LinuxQuestions.org
Share your knowledge at the LQ Wiki.
Go Back   LinuxQuestions.org > Forums > Linux Forums > Linux - Newbie
User Name
Password
Linux - Newbie This Linux forum is for members that are new to Linux.
Just starting out and have a question? If it is not in the man pages or the how-to's this is the place!

Notices


Reply
  Search this Thread
Old 06-30-2017, 04:29 AM   #1
DavinaP
LQ Newbie
 
Registered: Jun 2017
Posts: 2

Rep: Reputation: Disabled
Wink help with extracting entries from a multiple entry columns in a file


Hi All,
I have a tab separated file where the entries from the 2nd column onwards are multiple and separated by a ;.
I would like to get only the 1st entry of each column. I have 8000+ columns and not giving all here.
Here is a sample:

rs1
AG;0.79780;0.132;0.204;487;923
GG;0.79780;0.115;0.161;213;457
AG;0.79780;0.095;0.152;375;835

I would like to have

rs1
AG
GG
AG

Appreciate any help.
Thank you,
Davina

Last edited by DavinaP; 06-30-2017 at 04:36 AM.
 
Old 06-30-2017, 04:39 AM   #2
syg00
LQ Veteran
 
Registered: Aug 2003
Location: Australia
Distribution: Lots ...
Posts: 21,264

Rep: Reputation: 4163Reputation: 4163Reputation: 4163Reputation: 4163Reputation: 4163Reputation: 4163Reputation: 4163Reputation: 4163Reputation: 4163Reputation: 4163Reputation: 4163
Trivial in awk - nominate ";" as field separator.
 
Old 06-30-2017, 04:40 AM   #3
Turbocapitalist
LQ Guru
 
Registered: Apr 2005
Distribution: Linux Mint, Devuan, OpenBSD
Posts: 7,565
Blog Entries: 4

Rep: Reputation: 3861Reputation: 3861Reputation: 3861Reputation: 3861Reputation: 3861Reputation: 3861Reputation: 3861Reputation: 3861Reputation: 3861Reputation: 3861Reputation: 3861
That should be pretty easy with awk or perl, and there are several ways to approach the problem in either. Which one are you trying and can you show how far you have gotten?
 
Old 06-30-2017, 04:43 AM   #4
Turbocapitalist
LQ Guru
 
Registered: Apr 2005
Distribution: Linux Mint, Devuan, OpenBSD
Posts: 7,565
Blog Entries: 4

Rep: Reputation: 3861Reputation: 3861Reputation: 3861Reputation: 3861Reputation: 3861Reputation: 3861Reputation: 3861Reputation: 3861Reputation: 3861Reputation: 3861Reputation: 3861
Quote:
Originally Posted by syg00 View Post
Trivial in awk - nominate ";" as field separator.
The sample above has only one column. The other columns are apparently separated by tabs.

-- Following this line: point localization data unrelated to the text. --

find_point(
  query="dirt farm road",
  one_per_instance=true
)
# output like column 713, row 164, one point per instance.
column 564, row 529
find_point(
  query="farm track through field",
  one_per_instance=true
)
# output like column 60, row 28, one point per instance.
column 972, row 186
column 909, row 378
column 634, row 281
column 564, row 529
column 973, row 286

So I'd keep tabs as the separator, but use gsub() to zap everything starting with the first semicolon in each field. But is there a way to do that or otherwise get the same result without needing a loop to go through the fields in each row?
 
Old 06-30-2017, 04:45 AM   #5
DavinaP
LQ Newbie
 
Registered: Jun 2017
Posts: 2

Original Poster
Rep: Reputation: Disabled
Quote:
Originally Posted by Turbocapitalist View Post
That should be pretty easy with awk or perl, and there are several ways to approach the problem in either. Which one are you trying and can you show how far you have gotten?
Thanks, I have not gotten anywhere much except trying this command:
tr -s '; ' '\t' < "file name".
However that splits each column into multiple columns at the points where ; occurs.
I just want the first entries of each column (remember I have thousands of columns).

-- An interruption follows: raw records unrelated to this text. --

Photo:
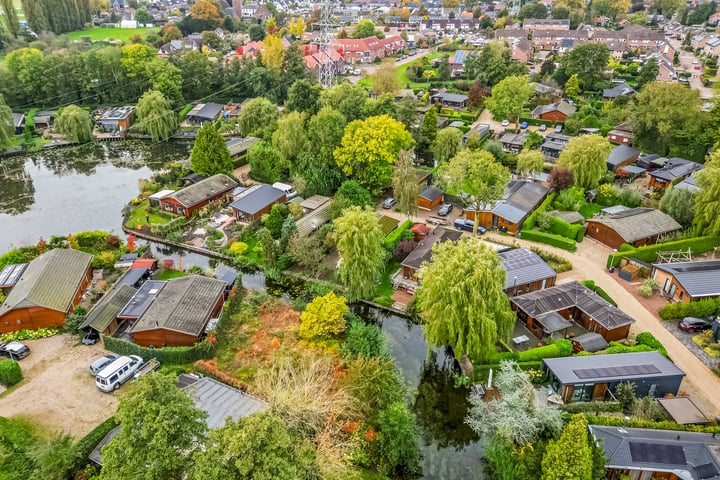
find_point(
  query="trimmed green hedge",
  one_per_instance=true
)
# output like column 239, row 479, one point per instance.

Last edited by DavinaP; 06-30-2017 at 04:46 AM.
 
Old 06-30-2017, 04:51 AM   #6
syg00
LQ Veteran
 
Registered: Aug 2003
Location: Australia
Distribution: Lots ...
Posts: 21,264

Rep: Reputation: 4163Reputation: 4163Reputation: 4163Reputation: 4163Reputation: 4163Reputation: 4163Reputation: 4163Reputation: 4163Reputation: 4163Reputation: 4163Reputation: 4163
Oops - didn't read that too well did I. Sorry about that. I'll be back.
 
Old 06-30-2017, 04:52 AM   #7
Turbocapitalist
LQ Guru
 
Registered: Apr 2005
Distribution: Linux Mint, Devuan, OpenBSD
Posts: 7,565
Blog Entries: 4

Rep: Reputation: 3861Reputation: 3861Reputation: 3861Reputation: 3861Reputation: 3861Reputation: 3861Reputation: 3861Reputation: 3861Reputation: 3861Reputation: 3861Reputation: 3861
Ok. Try escalating to awk then. Be sure to see the manual page.

Code:
man awk
But that is a reference (actually the reference) only and though you should use it a lot, it might not be the best place to start with awk. So also see this site:

http://www.grymoire.com/Unix/Awk.html

It is a very thorough introduction.
 
1 members found this post helpful.
Old 06-30-2017, 05:45 AM   #8
syg00
LQ Veteran
 
Registered: Aug 2003
Location: Australia
Distribution: Lots ...
Posts: 21,264

Rep: Reputation: 4163Reputation: 4163Reputation: 4163Reputation: 4163Reputation: 4163Reputation: 4163Reputation: 4163Reputation: 4163Reputation: 4163Reputation: 4163Reputation: 4163
Quote:
Originally Posted by Turbocapitalist View Post
So I'd keep tabs as the separator, but use gsub() to zap everything starting with the first semicolon in each field. But is there a way to do that or otherwise get the same result without needing a loop to go through the fields in each row?
gensub maybe - that way you can use back-references.
Personally I'd use sed - same/similar regex.
 
Old 06-30-2017, 06:31 AM   #9
syg00
LQ Veteran
 
Registered: Aug 2003
Location: Australia
Distribution: Lots ...
Posts: 21,264

Rep: Reputation: 4163Reputation: 4163Reputation: 4163Reputation: 4163Reputation: 4163Reputation: 4163Reputation: 4163Reputation: 4163Reputation: 4163Reputation: 4163Reputation: 4163
How's your regex fu Davina ?.
Your data (for this discussion) can be defined as "a bunch of non-semicolon characters (that you want to keep), followed by a bunch of non-whitespace characters (that you want to remove)". Define that in regex, and make the substitution global.
 
Old 07-01-2017, 12:41 AM   #10
Turbocapitalist
LQ Guru
 
Registered: Apr 2005
Distribution: Linux Mint, Devuan, OpenBSD
Posts: 7,565
Blog Entries: 4

Rep: Reputation: 3861Reputation: 3861Reputation: 3861Reputation: 3861Reputation: 3861Reputation: 3861Reputation: 3861Reputation: 3861Reputation: 3861Reputation: 3861Reputation: 3861
Quote:
Originally Posted by syg00 View Post
Personally I'd use sed - same/similar regex.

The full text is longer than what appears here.